Some of you are in a marriage that is dead, at least your feelings are dead.  Is it remotely possible that this same Jesus could resuscitate your feelings and/or your marriage?  Obviously the answer is yes.  And you, much like those at the Judean grave site, have given up all hope.  From your vantage point there is no way that your marriage will come back to life.

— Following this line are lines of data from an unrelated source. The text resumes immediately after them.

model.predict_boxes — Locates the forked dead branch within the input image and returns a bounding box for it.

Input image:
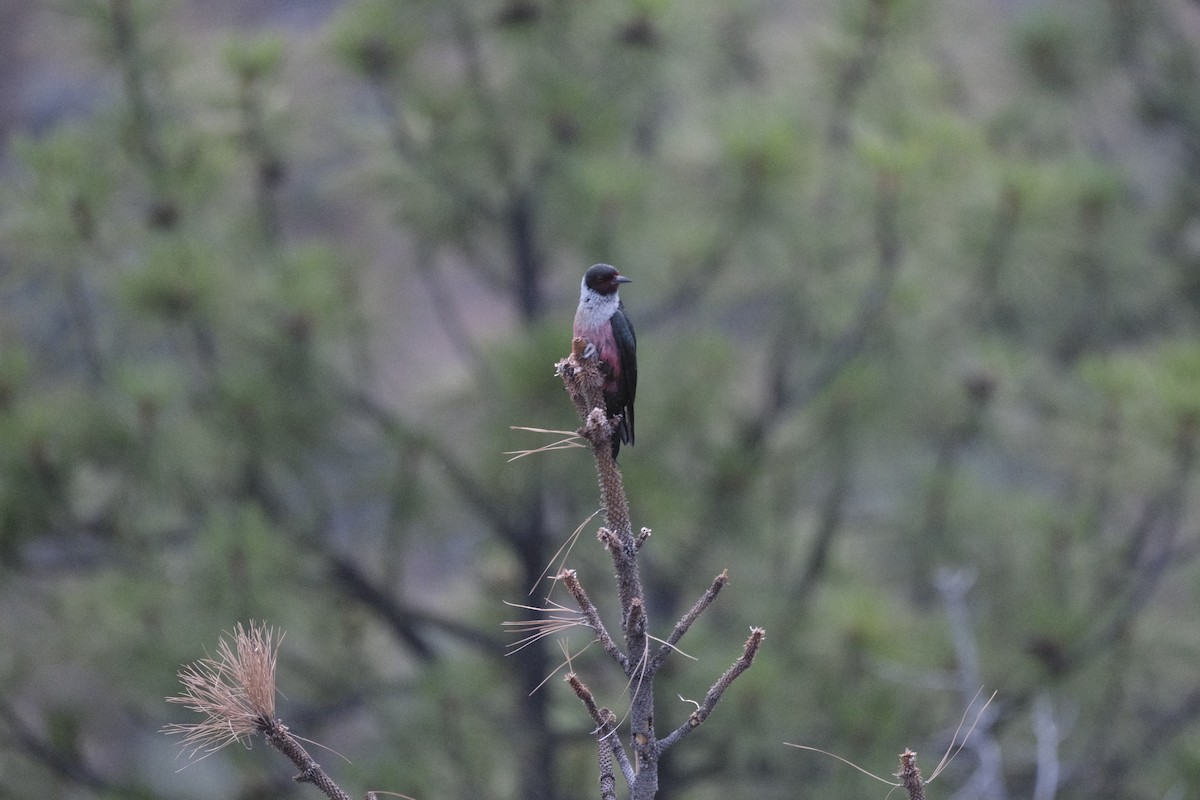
[554,338,765,800]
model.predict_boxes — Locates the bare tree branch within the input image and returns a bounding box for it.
[658,627,765,753]
[556,344,765,800]
[652,570,729,670]
[568,674,630,796]
[561,568,628,671]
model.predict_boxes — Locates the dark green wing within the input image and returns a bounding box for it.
[612,302,636,446]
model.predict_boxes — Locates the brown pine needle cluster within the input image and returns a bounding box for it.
[164,621,280,762]
[164,622,357,800]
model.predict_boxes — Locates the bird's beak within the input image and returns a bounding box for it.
[615,275,632,284]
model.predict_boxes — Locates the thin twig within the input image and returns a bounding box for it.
[560,569,628,671]
[658,628,765,753]
[652,570,728,670]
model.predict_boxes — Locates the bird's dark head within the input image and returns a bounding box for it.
[583,263,631,296]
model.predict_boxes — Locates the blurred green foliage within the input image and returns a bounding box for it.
[3,0,1200,798]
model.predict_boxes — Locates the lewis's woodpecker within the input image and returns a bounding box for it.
[573,263,637,458]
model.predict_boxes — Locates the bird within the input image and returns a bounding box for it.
[573,263,637,458]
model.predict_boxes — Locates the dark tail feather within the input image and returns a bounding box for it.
[611,413,632,459]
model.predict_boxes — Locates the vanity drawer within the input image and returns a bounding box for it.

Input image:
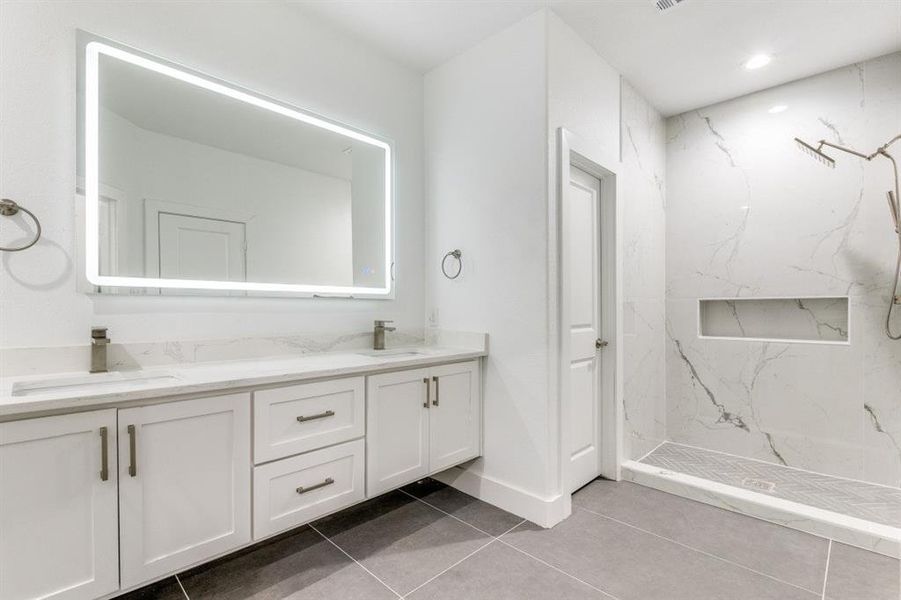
[253,438,364,539]
[254,377,364,463]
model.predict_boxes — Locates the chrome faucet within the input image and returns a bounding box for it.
[373,320,396,350]
[90,327,110,373]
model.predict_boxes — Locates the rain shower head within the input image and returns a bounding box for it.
[795,138,836,168]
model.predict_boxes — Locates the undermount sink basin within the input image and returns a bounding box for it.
[355,348,427,358]
[11,371,179,397]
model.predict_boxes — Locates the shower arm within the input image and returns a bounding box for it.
[815,137,901,228]
[815,134,901,161]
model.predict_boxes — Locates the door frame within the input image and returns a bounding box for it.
[555,127,623,505]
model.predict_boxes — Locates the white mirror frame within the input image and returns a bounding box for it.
[83,39,394,298]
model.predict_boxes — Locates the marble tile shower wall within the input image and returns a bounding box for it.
[665,52,901,486]
[621,80,667,460]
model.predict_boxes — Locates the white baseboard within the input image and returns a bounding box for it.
[623,460,901,559]
[432,466,569,528]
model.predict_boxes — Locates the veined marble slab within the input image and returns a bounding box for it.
[0,333,487,419]
[665,51,901,487]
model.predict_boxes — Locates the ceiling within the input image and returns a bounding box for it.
[288,0,901,116]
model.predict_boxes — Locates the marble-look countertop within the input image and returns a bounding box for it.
[0,346,486,419]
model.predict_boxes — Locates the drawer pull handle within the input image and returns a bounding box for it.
[423,378,430,408]
[296,477,335,495]
[296,410,335,423]
[432,376,440,406]
[127,424,137,477]
[99,426,109,482]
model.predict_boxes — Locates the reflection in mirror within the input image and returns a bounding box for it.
[81,40,391,296]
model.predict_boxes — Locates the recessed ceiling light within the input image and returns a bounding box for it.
[744,54,771,70]
[768,105,788,114]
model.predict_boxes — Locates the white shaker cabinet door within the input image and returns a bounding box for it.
[0,409,119,600]
[428,360,481,473]
[118,394,251,588]
[366,368,431,497]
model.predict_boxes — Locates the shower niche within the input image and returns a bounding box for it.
[698,297,850,343]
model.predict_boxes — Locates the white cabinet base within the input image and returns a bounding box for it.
[1,356,483,600]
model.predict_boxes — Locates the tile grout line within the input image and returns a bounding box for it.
[821,539,833,600]
[400,519,529,598]
[174,574,189,600]
[575,505,823,597]
[401,538,499,598]
[397,490,623,600]
[397,488,498,539]
[309,523,405,599]
[494,537,623,600]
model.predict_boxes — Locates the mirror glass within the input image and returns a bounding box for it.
[82,41,392,296]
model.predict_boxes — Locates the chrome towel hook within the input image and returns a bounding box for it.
[0,199,41,252]
[441,249,463,279]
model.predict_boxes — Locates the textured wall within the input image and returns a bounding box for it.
[665,52,901,486]
[621,80,667,461]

However it is possible, for with Christ all things are possible.  Philippians 4:13 tells us that we can do all things through him who gives us strength.  Most likely you will have to make some changes, even if you feel as though you were the victim and had little if anything to do with the demise of your marriage.  Even if you are only one percent to blame you must work on the one percent.  You must be repentant, broken and humble.  You must seek the Lord with all your heart, asking him to resuscitate your marriage.  This may seem unfair but you can only change you.  God can change the heart of your spouse.

Monday, 9 December 2013

How Bright is Your Light

14 And you, beloved, are the light of the world. A city built on a hilltop cannot be hidden. 15 Similarly it would be silly to light a lamp and then hide it under a bowl. When someone lights a lamp, she puts it on a table or a desk or a chair, and the light illumines the entire house. 16 You are like that illuminating light. Let your light shine everywhere you go, that you may illumine creation, so men and women everywhere may see your good actions, may see creation at its fullest, may see your devotion to Me, and may turn and praise your Father in heaven because of it.  Matthew 5:13-14 The Voice

After reading these verses during my morning devotional I began to wonder whether or not I am being salt and light to my wife and to those I come in contact with each day.  More specifically the portion of Scripture that says “let your light shine everywhere you go, that you may illumine creation, so men and women everywhere may see your good actions, may see creation at its fullest, may see your devotion to Me…” challenged me to examine how I am or am not being an ambassador for Christ.

This requires that I be other-centered, that I pay particular attention to my wife’s mood and be attentive to what may be bothering her.  This means that when I am in a store or restaurant or with a co-worker I should listen more carefully for clues that might allow me to encourage the individual.

This also means that I am working on my vertical connection to God, that I am spending more time with Him in His Word and in prayer.  The stronger my vertical connection, the stronger my love for God and the stronger my love for my wife and others in my life.
At times I feel more like a dim flicker of a candle than a bright light.  It is at times like this that I have started to ask myself, “Self –what is going on in your heart?  Why the grumpies?”  For I have learned that even though I can’t always identify what is preventing me from being the beacon that I’m called to be, the answer lies within me.  Most likely I am feeling negative about a particular situation.  During times like this I find that seeking God helps me to pull out of my funk and put my focus back on Him where it belongs.